Non è un caso, ma in questo periodo sono di moda i ritorni al passato. Un recupero della storia, un modo per differenziarsi, una valorizzazione dell’imperfezione perché siamo stufi di perfezione. Tutto, ormai, è scontato, non si crea stupore, e quindi nemmeno magia. Che noia, che banale.

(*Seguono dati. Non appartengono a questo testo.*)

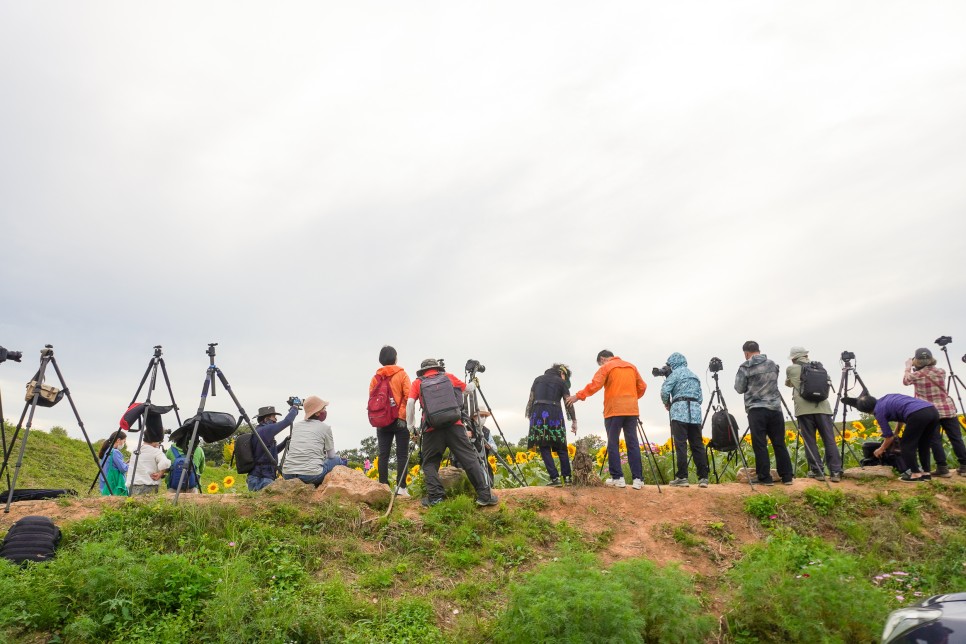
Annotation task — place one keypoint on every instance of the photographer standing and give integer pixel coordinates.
(757, 379)
(263, 473)
(813, 417)
(548, 429)
(682, 397)
(930, 385)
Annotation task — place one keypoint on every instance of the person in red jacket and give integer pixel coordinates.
(397, 430)
(623, 387)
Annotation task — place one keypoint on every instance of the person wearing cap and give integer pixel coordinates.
(311, 451)
(813, 417)
(548, 429)
(435, 440)
(269, 427)
(757, 379)
(921, 420)
(929, 382)
(397, 431)
(623, 387)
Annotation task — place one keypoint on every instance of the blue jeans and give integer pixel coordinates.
(316, 479)
(256, 483)
(614, 425)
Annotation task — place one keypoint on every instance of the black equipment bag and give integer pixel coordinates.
(815, 384)
(32, 538)
(245, 453)
(724, 438)
(441, 401)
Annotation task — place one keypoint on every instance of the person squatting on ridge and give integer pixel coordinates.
(682, 397)
(151, 465)
(757, 379)
(311, 450)
(623, 387)
(813, 417)
(396, 430)
(548, 429)
(263, 471)
(921, 420)
(440, 394)
(930, 385)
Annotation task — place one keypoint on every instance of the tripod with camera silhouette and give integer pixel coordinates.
(32, 401)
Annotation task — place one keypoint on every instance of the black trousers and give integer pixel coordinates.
(384, 438)
(685, 434)
(454, 437)
(769, 425)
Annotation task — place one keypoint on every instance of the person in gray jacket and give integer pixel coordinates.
(757, 379)
(311, 450)
(813, 417)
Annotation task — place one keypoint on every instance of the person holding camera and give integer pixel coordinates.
(440, 394)
(929, 382)
(311, 449)
(682, 397)
(397, 380)
(623, 387)
(548, 429)
(757, 379)
(269, 427)
(813, 417)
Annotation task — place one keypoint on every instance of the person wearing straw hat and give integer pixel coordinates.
(311, 450)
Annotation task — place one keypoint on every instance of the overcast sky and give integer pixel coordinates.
(521, 183)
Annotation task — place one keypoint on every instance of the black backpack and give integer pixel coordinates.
(724, 438)
(441, 402)
(815, 384)
(32, 538)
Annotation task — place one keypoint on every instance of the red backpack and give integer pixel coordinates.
(382, 407)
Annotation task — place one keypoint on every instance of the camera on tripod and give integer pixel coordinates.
(474, 366)
(6, 354)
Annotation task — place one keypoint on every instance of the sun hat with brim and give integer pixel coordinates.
(313, 405)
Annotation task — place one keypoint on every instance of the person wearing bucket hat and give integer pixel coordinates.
(929, 382)
(441, 389)
(813, 418)
(269, 427)
(311, 450)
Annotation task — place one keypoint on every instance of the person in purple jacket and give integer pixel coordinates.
(921, 420)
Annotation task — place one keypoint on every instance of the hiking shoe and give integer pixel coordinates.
(487, 502)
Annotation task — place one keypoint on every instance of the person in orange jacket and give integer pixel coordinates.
(399, 388)
(623, 387)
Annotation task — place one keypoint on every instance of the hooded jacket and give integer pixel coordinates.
(622, 385)
(757, 379)
(682, 383)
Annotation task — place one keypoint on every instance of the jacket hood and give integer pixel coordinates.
(676, 360)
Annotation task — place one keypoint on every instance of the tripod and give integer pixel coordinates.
(210, 375)
(46, 358)
(716, 397)
(152, 373)
(847, 368)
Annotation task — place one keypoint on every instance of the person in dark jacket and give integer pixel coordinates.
(682, 397)
(269, 427)
(757, 379)
(548, 429)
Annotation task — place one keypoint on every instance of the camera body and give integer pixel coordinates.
(663, 372)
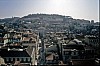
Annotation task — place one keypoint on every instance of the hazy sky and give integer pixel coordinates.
(85, 9)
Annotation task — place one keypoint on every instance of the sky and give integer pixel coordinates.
(79, 9)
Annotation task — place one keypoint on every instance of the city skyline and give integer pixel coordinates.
(79, 9)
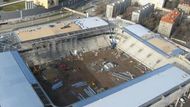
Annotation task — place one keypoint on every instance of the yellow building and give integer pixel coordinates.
(46, 3)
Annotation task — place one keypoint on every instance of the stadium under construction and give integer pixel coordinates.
(95, 62)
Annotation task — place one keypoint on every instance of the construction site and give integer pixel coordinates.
(77, 77)
(74, 60)
(87, 60)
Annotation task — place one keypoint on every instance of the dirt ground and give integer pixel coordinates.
(85, 67)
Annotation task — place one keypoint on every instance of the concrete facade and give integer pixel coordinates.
(157, 3)
(141, 14)
(168, 22)
(29, 5)
(1, 1)
(114, 9)
(46, 3)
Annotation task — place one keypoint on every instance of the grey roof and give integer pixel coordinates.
(90, 22)
(140, 91)
(15, 82)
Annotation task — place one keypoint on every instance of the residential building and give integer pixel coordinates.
(18, 85)
(143, 13)
(157, 3)
(116, 8)
(168, 22)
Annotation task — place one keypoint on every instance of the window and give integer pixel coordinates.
(140, 50)
(158, 61)
(132, 45)
(149, 55)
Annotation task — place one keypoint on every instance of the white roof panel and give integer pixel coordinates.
(139, 30)
(139, 91)
(15, 89)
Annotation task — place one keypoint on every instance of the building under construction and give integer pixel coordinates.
(83, 62)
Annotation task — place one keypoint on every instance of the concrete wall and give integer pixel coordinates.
(165, 101)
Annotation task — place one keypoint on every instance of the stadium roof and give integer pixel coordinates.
(90, 22)
(153, 40)
(15, 82)
(140, 91)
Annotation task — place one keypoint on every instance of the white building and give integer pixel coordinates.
(149, 48)
(143, 13)
(158, 88)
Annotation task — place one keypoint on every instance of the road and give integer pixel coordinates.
(10, 27)
(6, 4)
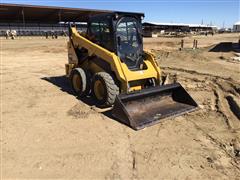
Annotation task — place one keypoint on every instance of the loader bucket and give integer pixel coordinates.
(147, 107)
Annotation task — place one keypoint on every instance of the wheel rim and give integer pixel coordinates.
(99, 90)
(77, 82)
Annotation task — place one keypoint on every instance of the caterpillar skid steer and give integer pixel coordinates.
(108, 62)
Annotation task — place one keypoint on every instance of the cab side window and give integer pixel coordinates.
(100, 33)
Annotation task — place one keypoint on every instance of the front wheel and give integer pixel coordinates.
(104, 89)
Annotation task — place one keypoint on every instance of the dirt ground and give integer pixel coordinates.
(47, 132)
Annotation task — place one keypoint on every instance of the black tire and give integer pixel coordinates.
(78, 81)
(111, 90)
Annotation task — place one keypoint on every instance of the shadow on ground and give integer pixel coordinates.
(225, 47)
(63, 84)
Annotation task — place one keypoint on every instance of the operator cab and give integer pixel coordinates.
(120, 33)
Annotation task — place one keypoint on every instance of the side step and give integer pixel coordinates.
(147, 107)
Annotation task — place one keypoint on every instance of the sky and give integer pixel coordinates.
(222, 13)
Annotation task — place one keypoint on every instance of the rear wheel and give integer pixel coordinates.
(78, 81)
(104, 89)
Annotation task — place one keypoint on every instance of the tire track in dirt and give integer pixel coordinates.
(221, 87)
(225, 92)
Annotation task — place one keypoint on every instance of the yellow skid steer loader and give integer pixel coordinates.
(108, 62)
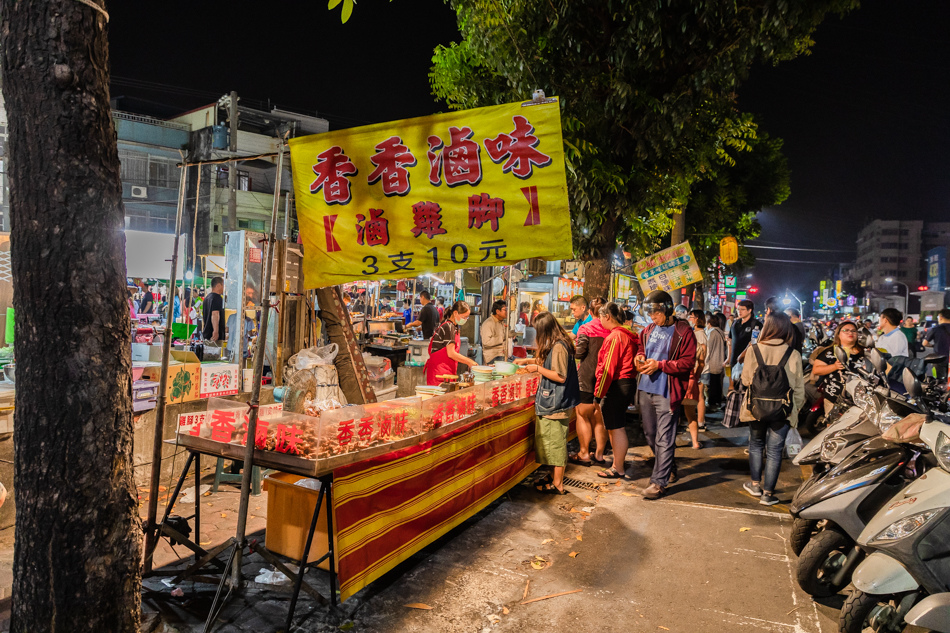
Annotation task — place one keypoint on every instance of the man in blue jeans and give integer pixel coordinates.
(670, 353)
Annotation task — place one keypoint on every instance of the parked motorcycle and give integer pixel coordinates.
(909, 539)
(851, 478)
(932, 613)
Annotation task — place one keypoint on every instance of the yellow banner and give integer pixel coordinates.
(476, 188)
(671, 268)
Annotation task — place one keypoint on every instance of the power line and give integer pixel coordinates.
(815, 250)
(797, 261)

La fotografia non è mai stata un’interpretazione fedele della realtà, ma siamo andati oltre: ormai pensiamo che sia reale la falsa realtà che la fotografia ci offre: se fotografo qualcosa, questo sembrerà perfettamente reale e quindi… sarà vero. E questo viene alimentato da una immediata condivisione con il mondo esterno, come una conferma che quello che abbiamo creato – una reale falsa realtà – è realmente “vera”. Un modo per trasformare in realtà qualcosa è creare una “fonte” che qualcuno certifica. Volete far sapere a tutti che siete il più bravo fotografo al mondo? Aprite una nuova pagina su Wikipedia dedicata a voi, e scrivete qualcosa di decisamente credibile e, tra le cose, indicate che siete stati insigniti da qualcuno del premio “migliore fotografo al mondo”. A questo punto, dovete trovare qualcuno disposto a scrivere qualcosa, che va a richiamare questa informazione, questa “realtà” che vi siete inventati voi stessi, e una volta che un blogger, una rivista on line, qualche persona desiderosa di scrivere qualcosa ad effetto che non ha il tempo (nessuno ha tempo) e la voglia (nessuno ha voglia) di verificare l’efficacia e la veridicità della fonte, e il gioco è fatto; basterà tornare – una volta che la “preda” è caduta nella trappola e ha pubblicato – sulla stessa pagina di Wikipedia e aggiungere quel link come fonte… di colpo la realtà (falsa) diventa una realtà “Vera”.
In questo panorama di falsità che viene accettata come verità, l’unica strada per uscire dagli schemi è quella di creare una vera “realtà” alternativa che non ha nulla a che vedere con il tentativo di voler essere considerata una realtà. Abbiamo bisogno – tutti – di fantasia, di alternativa, di viaggiare con la fantasia. Di dire: ok, è tutto finto, ma proprio perché appare non reale, potrebbe contenere valori ben più profondi. Per riuscire a farlo, bisogna distaccarsi dalla realtà apparente, dal contenitore di plastica, dal packaging, dalla superficie. Dobbiamo togliere l’effetto patinato, dobbiamo togliere bit.
Applaudiamo, sorridendo, ad una nuova app per iPhone chiamata BitCam che permette di “scattare fotografie”, uscita un paio di giorni fa per festeggiare i 20 anni di una società storica, Iconfactory (ha disegnato tra le più belle icone al mondo, e alcuni software ed app interessantissime). C’era bisogno di una nuova app per “scattare foto”? Non ce ne sono già migliaia e migliaia? Questa è interessante perché ci fa tornare indietro ad un mondo fatto di pochi bit, 16 (ora siamo a 64) ma anche meno, per la versione degli scatti “FatBit” (Bit “grassi”), per omaggiare un universo che aveva in MacPaint (sviluppato dal mitico Bill Atkinson per il primo Macintosh, nel 1984 e “disegnato” nell’interfaccia dall’altrettanto mitica Susan Kare) il suo centro. Bellissimo il percorso di presentazione di questa applicazione, a partire dalla pagina Internet di promozione, in puro stile “vintage”, alla definizione delle funzionalità (come “self camera” per usare la fotocamera frontale).
L’app ci fa tornare indietro, di 20 e più anni, verso un’ingenuità dell’immagine digitale, distante un universo da quello che viviamo oggi, che vomitiamo sui social network, che usiamo per inventare una realtà che è solo finzione. E’ gratuita, per la sua versione base che “scatta” solo in bianco e nero, ma poi volendo potete potenziarla con un acquisto in app (1.99 euro) per avere anche la versione a colori, che davvero è strabiliante.
Potreste scoprire un nuovo mondo (o ritrovarlo, se avete qualche capello bianco), dove il contenuto dell’immagine, del messaggio, della comunicazione diventa primario, e non la forma, non quell’approccio di ricerca di una perfezione che si accontenta solo di rimanere in superficie.